Citrix Acquires Cloud.com, Adding to Its OpenStack-focused Cloud Plays

by Ostatic Staff - Jul. 12, 2011

Stepping up what is already fierce competition in the race to provide cloud computing platform infrastructure, Citrix Systems announced that it has completed the acquisition of Cloud.com. As GigaOM notes, in addition to putting Citrix in closer competition with VMware and other cloud computing players, Cloud.com also has many notable customers who favor its cloud stack infrastructure, which is centered on OpenStack, including GoDaddy and Zynga. Cloud.com is only three years old, and while the terms of the deal were not disclosed, various reports online put the purchase price at between $250 million and $500 million.

According to Citrix's announcement:

"The Cloud.com product line is not a traditional enterprise server virtualization platform with cloud management layered on top.  It is a powerful, hypervisor-agnostic solution designed from the ground up to help providers build clouds the way the world’s largest and most successful public clouds are built – simple, automated, elastic, scalable and efficient."

The "hypervisor agnostic" part of Cloud.com's focus, as well what the company adds to Citrix's portfolio of cloud-centric offerings are important. According to the company's announcement: "With the addition of Cloud.com, Citrix now offers a complete portfolio of virtualization, orchestration and networking solutions purpose built for the Cloud Era – solutions that are not only among the market leaders individually, but also designed to help customers avoid vendor lock-in by letting them use the hardware, software, management products and service providers of their choice."

Recently, we covered how Citrix has announced a new, commercial cloud platform called Project Olympus, which is based on OpenStack. According to the announcement: Project Olympus is "a groundbreaking new cloud infrastructure product based on the popular OpenStack project.
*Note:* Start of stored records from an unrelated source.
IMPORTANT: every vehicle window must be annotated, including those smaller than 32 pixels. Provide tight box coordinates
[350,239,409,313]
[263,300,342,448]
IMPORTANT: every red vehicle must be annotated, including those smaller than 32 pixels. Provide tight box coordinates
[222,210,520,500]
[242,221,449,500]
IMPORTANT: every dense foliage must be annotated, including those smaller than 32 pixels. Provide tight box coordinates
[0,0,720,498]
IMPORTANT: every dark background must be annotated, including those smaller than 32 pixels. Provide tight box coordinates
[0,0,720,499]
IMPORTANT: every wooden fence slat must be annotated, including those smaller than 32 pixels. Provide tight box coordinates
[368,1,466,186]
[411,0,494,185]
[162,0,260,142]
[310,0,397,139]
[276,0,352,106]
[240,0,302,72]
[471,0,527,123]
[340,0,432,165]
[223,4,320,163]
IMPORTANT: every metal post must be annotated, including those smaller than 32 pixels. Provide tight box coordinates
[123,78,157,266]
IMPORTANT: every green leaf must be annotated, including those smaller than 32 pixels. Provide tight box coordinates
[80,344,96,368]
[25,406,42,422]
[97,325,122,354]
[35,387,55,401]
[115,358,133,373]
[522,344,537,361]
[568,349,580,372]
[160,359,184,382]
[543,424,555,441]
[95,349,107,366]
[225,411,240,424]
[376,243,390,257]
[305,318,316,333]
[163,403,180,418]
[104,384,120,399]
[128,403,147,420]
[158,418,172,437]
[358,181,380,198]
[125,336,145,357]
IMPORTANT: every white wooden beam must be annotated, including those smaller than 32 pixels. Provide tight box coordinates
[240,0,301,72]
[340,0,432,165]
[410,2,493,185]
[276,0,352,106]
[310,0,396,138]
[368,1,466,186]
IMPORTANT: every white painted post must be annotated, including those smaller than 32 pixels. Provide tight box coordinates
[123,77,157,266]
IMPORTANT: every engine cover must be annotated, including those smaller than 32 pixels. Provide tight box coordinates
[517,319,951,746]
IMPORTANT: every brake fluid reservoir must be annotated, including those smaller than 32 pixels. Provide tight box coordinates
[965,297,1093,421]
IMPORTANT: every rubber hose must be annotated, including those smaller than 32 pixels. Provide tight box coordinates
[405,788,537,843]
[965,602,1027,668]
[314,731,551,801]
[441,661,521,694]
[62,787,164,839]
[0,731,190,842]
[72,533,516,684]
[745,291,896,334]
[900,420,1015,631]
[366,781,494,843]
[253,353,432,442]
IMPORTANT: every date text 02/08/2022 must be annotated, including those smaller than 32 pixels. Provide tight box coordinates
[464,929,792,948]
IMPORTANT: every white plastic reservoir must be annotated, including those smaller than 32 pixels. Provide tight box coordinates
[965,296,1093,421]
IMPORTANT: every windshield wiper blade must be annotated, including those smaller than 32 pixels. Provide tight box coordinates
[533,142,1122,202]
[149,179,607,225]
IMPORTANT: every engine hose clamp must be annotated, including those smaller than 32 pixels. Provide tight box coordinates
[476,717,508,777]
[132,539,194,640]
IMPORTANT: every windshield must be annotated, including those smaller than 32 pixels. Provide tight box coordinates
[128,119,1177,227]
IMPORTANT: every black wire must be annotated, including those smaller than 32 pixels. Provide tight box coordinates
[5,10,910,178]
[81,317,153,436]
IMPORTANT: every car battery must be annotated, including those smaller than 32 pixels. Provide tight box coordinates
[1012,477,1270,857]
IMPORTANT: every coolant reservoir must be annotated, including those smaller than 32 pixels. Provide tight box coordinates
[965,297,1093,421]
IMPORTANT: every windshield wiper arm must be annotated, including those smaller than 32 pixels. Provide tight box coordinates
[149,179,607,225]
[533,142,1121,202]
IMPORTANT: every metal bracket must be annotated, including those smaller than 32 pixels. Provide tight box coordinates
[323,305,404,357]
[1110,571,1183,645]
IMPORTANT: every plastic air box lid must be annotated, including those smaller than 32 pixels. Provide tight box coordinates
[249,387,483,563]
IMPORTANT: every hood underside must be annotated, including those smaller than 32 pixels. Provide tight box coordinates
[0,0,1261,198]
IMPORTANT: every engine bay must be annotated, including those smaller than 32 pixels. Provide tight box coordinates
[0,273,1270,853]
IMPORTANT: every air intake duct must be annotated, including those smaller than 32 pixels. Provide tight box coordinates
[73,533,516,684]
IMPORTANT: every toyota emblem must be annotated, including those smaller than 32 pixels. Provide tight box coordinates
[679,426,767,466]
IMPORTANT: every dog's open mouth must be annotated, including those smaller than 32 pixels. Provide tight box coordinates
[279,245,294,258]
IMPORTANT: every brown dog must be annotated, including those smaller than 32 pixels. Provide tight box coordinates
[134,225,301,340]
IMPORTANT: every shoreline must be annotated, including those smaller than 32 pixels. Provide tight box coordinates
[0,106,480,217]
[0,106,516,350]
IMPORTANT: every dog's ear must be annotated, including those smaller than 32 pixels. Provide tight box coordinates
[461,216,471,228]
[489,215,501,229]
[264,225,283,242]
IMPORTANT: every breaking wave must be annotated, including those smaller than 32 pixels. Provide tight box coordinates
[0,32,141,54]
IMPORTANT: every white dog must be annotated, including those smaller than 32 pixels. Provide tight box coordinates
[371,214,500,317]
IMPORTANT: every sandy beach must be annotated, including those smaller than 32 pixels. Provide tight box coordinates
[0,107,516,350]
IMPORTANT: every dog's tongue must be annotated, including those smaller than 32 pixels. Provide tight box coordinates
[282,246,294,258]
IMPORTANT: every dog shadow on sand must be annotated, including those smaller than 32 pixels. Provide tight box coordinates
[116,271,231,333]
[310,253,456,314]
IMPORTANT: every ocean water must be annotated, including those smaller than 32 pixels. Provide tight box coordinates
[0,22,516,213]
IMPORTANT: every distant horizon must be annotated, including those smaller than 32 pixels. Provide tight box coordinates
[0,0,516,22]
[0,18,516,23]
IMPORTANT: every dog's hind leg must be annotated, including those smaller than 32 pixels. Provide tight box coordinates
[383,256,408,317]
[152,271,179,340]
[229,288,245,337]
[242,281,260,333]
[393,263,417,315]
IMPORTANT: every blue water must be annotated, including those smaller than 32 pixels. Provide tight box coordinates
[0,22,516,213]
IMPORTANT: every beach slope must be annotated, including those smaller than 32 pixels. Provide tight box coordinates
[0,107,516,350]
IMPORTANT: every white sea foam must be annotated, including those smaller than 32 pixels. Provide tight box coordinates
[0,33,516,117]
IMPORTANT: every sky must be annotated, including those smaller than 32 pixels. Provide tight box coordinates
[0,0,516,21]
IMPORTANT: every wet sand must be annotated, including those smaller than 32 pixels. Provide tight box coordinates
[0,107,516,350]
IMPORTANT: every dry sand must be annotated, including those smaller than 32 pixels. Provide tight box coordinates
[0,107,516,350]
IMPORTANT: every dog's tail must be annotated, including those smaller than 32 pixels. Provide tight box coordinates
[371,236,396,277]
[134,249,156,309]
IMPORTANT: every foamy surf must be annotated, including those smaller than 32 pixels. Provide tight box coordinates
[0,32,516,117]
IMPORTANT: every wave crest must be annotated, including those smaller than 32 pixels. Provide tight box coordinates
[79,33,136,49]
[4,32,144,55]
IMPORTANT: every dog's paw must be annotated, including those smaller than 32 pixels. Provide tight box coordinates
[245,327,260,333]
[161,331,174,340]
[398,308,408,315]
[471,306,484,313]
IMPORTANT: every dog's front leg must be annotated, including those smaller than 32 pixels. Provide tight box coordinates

By leveraging OpenStack, Project Olympus purportedly inherits  the collective experience and innovation of hundreds of experienced open source cloud developers – and a rapidly growing list of more than 60 supporting commercial hardware and software vendors.

The bottom line is that Citrix is pursuing open, flexible platforms for business and organizations that want to deploy cloud applications without incurring vendor lock-in. Citrix is a founding member of OpenStack.org, and its growing array of open and flexible cloud stack components will give players such as VMware a run for their money.

Cloud.com is a noted Infrastructure-as-a-Service (IaaS) provider in the cloud, a component that was missing from Citrix's cloud portfolio. Its platform is completely hypervisor-agnostic. Meanwhile, many cloud-based products and services from VMware remain proprietary.